Dan Ariely's engaging and provocative article on political lying ("Liar, Liar," September/October 2012) offers a valuable corrective to the widespread view that politicians are unusually mendacious, lying is unusually bad, and therefore politicians are unusually bad.
Even if you believe that politicians are unusually dishonest, it's worth pointing out that democratic citizens are complicit in the deception. Voters who returned U.S. President Bill Clinton and British Prime Minister Tony Blair to power can hardly claim they didn't know what they were getting. More generally, democratic politics puts unbearable strain on politicians when it comes to truthfulness.
Accountability processes -- whether news conferences or legislative probes -- are increasingly designed to put politicians on the spot. If these leaders state politically embarrassing truths, we immediately proclaim that they have committed a "gaffe" or "shot themselves in the foot." The predictable result is shiftiness under fire, and public suspicion of politicians becomes self-reinforcing.
Admittedly, politicians' sanctimony plays into the scapegoating.
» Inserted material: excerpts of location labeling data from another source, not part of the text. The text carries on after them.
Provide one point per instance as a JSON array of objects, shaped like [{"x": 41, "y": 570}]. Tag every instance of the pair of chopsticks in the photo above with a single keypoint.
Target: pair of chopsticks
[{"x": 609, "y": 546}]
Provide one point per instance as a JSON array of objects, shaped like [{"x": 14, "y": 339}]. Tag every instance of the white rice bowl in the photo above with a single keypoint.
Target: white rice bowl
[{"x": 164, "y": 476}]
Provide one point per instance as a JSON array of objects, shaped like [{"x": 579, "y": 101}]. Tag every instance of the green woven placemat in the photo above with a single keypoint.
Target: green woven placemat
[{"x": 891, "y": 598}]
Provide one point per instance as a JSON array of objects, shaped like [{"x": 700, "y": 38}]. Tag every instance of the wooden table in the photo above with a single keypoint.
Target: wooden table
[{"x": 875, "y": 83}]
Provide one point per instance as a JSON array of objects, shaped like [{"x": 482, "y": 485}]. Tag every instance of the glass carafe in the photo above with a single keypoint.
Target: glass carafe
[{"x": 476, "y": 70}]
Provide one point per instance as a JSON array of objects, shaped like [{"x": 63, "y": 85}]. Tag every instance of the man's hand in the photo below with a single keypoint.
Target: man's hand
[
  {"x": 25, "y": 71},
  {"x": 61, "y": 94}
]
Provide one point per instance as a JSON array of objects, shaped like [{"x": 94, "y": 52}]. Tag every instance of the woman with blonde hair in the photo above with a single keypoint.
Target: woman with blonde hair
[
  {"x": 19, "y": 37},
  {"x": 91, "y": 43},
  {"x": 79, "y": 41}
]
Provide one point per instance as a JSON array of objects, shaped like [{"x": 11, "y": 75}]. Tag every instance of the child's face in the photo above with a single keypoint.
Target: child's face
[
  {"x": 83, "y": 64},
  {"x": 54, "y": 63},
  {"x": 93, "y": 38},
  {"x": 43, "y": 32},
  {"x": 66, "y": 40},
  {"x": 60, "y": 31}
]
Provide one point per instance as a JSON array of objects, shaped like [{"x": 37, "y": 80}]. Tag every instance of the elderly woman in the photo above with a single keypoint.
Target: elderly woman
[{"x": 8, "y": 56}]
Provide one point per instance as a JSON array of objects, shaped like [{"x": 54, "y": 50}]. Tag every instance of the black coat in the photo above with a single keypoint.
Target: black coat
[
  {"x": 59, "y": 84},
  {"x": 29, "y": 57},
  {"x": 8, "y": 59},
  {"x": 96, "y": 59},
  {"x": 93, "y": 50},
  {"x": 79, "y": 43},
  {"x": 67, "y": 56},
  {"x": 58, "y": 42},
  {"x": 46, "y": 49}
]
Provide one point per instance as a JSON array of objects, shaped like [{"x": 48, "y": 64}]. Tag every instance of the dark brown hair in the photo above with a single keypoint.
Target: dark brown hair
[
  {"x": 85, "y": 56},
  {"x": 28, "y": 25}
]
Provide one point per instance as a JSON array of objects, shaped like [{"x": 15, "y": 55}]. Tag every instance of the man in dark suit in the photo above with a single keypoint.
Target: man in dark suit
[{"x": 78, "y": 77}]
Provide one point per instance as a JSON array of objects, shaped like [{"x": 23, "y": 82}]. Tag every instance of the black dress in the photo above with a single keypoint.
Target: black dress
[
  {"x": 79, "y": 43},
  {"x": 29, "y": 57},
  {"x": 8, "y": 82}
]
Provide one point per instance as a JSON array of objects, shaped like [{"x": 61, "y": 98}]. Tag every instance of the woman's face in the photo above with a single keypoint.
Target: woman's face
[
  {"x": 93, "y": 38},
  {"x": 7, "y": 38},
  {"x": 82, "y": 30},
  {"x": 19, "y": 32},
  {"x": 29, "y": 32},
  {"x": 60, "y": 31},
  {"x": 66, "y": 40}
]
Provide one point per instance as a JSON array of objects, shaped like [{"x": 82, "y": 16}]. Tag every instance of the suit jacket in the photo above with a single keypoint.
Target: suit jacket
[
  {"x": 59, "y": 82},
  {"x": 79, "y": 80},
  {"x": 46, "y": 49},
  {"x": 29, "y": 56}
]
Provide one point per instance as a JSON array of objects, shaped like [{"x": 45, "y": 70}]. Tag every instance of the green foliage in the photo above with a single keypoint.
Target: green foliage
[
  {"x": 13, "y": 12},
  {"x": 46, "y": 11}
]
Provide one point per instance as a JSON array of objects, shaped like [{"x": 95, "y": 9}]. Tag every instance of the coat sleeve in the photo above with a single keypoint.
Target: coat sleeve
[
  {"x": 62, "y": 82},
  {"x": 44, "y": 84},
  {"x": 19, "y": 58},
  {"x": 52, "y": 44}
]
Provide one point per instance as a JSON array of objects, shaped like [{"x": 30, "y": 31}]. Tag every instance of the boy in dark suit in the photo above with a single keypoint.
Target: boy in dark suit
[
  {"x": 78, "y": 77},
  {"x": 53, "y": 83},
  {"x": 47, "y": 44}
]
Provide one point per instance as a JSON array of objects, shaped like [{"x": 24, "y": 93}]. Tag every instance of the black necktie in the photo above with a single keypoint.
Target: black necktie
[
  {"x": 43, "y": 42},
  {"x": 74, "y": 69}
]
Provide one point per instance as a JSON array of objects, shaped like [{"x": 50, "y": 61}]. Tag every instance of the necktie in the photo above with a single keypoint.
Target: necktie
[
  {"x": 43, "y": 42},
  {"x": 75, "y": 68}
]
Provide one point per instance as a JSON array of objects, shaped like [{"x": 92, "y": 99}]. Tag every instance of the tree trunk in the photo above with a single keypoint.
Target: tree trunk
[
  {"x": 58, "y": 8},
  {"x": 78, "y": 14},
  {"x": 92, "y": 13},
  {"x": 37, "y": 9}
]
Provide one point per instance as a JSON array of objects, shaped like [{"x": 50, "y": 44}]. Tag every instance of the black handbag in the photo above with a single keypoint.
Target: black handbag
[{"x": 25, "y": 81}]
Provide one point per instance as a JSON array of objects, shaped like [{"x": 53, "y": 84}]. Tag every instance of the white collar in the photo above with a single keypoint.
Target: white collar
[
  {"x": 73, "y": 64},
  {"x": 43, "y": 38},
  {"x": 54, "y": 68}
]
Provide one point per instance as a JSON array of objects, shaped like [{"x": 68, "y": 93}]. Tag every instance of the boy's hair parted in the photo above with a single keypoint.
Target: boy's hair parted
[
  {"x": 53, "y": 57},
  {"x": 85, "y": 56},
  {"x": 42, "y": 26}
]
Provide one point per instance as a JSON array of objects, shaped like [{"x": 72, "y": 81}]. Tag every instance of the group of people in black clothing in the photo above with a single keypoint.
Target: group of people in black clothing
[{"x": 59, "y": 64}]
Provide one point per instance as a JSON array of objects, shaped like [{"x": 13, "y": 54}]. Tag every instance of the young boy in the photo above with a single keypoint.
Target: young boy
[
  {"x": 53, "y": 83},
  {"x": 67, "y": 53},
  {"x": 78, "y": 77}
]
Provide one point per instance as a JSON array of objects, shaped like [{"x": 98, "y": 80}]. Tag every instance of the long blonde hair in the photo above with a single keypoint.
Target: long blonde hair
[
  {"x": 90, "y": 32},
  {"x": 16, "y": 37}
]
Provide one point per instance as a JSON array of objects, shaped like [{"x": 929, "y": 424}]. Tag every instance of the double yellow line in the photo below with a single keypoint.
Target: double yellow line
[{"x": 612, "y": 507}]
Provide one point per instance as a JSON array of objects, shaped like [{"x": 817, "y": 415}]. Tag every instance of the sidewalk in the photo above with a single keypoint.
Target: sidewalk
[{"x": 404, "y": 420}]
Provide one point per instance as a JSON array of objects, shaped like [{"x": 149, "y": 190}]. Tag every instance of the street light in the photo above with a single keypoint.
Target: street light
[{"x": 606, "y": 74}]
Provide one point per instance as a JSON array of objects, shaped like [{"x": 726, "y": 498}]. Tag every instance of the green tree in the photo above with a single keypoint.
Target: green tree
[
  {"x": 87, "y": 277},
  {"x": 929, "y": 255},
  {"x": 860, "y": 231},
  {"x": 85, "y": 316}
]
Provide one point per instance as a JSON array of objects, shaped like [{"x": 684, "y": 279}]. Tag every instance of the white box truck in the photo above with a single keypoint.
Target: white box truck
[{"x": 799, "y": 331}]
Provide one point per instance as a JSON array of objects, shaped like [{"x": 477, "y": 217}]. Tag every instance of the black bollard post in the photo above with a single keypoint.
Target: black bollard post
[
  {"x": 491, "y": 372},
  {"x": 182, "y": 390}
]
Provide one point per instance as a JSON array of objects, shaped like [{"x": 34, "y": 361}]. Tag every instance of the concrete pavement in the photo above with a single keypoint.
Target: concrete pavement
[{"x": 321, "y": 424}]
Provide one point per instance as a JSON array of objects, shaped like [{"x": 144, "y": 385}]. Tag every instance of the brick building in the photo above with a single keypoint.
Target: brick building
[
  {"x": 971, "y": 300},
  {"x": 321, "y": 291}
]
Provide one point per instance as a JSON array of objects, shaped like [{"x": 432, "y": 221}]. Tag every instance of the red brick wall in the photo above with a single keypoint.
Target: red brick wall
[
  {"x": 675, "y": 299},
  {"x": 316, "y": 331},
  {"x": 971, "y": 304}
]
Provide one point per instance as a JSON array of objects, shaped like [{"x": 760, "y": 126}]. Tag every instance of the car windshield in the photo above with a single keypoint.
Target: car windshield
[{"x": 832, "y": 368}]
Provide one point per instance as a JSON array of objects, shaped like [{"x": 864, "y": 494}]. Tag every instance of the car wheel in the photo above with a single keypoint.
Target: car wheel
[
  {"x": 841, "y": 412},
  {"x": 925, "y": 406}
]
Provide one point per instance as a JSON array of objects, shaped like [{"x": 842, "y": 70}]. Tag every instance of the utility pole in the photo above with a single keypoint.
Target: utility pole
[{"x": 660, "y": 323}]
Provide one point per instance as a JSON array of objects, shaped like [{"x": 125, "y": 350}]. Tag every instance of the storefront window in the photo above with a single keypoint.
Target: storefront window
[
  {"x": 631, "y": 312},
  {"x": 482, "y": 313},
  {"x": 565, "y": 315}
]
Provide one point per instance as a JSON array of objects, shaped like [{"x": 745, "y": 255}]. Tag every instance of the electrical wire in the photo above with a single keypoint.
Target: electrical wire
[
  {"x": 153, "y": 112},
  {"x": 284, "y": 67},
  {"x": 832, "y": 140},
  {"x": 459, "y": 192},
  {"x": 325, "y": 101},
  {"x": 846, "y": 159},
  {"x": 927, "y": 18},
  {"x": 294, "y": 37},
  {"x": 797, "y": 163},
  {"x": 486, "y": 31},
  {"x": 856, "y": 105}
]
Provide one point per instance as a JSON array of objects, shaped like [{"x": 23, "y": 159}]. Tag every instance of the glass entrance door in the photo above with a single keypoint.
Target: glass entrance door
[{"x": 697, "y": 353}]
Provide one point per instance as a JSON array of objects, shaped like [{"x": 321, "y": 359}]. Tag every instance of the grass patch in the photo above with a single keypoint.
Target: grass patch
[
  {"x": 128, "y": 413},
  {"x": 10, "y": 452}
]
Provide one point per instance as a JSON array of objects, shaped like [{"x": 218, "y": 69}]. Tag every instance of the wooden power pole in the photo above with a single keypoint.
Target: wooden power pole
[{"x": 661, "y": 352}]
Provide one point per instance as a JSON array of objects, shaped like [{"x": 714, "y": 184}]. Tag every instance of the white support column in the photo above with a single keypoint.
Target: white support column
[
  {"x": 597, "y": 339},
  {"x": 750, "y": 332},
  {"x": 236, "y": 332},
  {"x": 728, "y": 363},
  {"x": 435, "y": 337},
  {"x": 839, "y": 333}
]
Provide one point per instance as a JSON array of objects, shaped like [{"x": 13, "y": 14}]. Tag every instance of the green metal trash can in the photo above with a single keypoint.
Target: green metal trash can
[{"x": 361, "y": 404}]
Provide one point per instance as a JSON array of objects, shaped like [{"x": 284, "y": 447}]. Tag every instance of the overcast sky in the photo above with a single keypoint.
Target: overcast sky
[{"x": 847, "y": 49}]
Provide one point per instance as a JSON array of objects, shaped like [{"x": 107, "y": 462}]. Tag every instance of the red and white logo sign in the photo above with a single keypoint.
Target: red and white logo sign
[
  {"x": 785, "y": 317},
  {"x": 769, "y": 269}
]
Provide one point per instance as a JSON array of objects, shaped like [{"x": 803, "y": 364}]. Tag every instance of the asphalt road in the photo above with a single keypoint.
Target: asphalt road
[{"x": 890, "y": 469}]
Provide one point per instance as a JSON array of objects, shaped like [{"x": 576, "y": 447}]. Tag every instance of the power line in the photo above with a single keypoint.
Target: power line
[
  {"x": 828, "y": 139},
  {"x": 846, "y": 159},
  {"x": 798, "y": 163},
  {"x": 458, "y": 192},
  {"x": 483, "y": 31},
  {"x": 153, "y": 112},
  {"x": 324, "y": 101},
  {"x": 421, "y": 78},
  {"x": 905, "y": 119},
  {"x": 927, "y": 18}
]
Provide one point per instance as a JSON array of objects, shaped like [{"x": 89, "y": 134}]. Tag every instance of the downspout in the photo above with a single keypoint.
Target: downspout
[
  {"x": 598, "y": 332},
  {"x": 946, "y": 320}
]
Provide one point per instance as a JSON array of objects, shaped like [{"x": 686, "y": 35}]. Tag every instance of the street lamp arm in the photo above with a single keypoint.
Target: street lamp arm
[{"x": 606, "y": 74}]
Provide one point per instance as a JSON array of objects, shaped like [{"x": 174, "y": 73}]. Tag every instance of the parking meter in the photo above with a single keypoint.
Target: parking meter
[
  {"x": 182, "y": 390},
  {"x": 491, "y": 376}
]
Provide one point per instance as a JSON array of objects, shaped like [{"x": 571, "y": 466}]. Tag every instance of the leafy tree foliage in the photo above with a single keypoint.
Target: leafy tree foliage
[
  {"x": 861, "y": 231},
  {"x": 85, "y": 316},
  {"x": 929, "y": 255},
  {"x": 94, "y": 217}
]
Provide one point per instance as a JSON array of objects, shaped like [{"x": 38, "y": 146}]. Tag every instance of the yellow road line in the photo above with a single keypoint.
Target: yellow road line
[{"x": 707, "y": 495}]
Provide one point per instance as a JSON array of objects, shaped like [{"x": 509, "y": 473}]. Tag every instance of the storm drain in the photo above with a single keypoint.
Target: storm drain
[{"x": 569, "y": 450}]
Keen to ingratiate themselves with voters, they feed demands for the impossible -- for example, that the public get ever better returns for even fewer tax dollars. But even this sanctimony stems from the unreasonable call for politicians to be plaster saints; when they fail, public comment basks on the fertile shore where moralism is irrigated by schadenfreude.
Politicians' lying, or being economical with the truth, matters insofar as what they are misrepresenting -- such as the grounds for going to war -- is false. But there are also strong public-interest defenses for lying, as when U.S. President John F. Kennedy denied striking a backroom deal with the Soviets over U.S. missiles in Turkey in 1962.
Political lies, in other words, can sometimes be good. By contrast, when congressmen talk, say, of "legitimate rape," it raises a more chilling prospect: that they actually believe what they say.
Professor of Political Theory
Université Libre de Bruxelles
Dan Ariely replies:
Glen Newey highlights an important point about politicians: In democratic societies, they hold their positions thanks to voters who put them there.
In a study I conducted with Heather Mann, a graduate student in my lab, we asked Americans how acceptable it was for politician X to engage in "ethically gray" activities in order to get elected and carry out his agenda. We asked half the people this question about President Barack Obama, and the other half the same question about presidential candidate Mitt Romney. Afterward, we asked people to indicate which party they were planning to vote for in this November's election.
What did we find? First, people planning to vote Democratic found it unacceptable for Romney to be engaging in ethically gray activities. People planning to vote Republican found it similarly unacceptable for Obama to do so. However, when we asked participants the same question about the politician they supported, people on both sides indicated that "ethically gray" behavior was much more acceptable. For both Democrats and Republicans, ratings jumped from below 15 to more than 40 on a scale ranging from 0 (completely unacceptable) to 100 (completely acceptable).
These results suggest that people think that within the current system, some degree of ethical compromise is necessary to advance the greater good (which, of course, means the opinions and policies of "our side"). This also leads to a chicken-and-egg question: Do people want their politicians to behave in morally questionable ways, or is it the morally corrupt system that makes people want politicians who can function in this type of system?
As politicians scramble to win votes, they "feed demands for the impossible," as Newey points out. In such a reality, who, if not their own voters, will hold these politicians accountable? And if their voters want them to succeed in a corrupt system by being dishonest, who is left to defend honesty?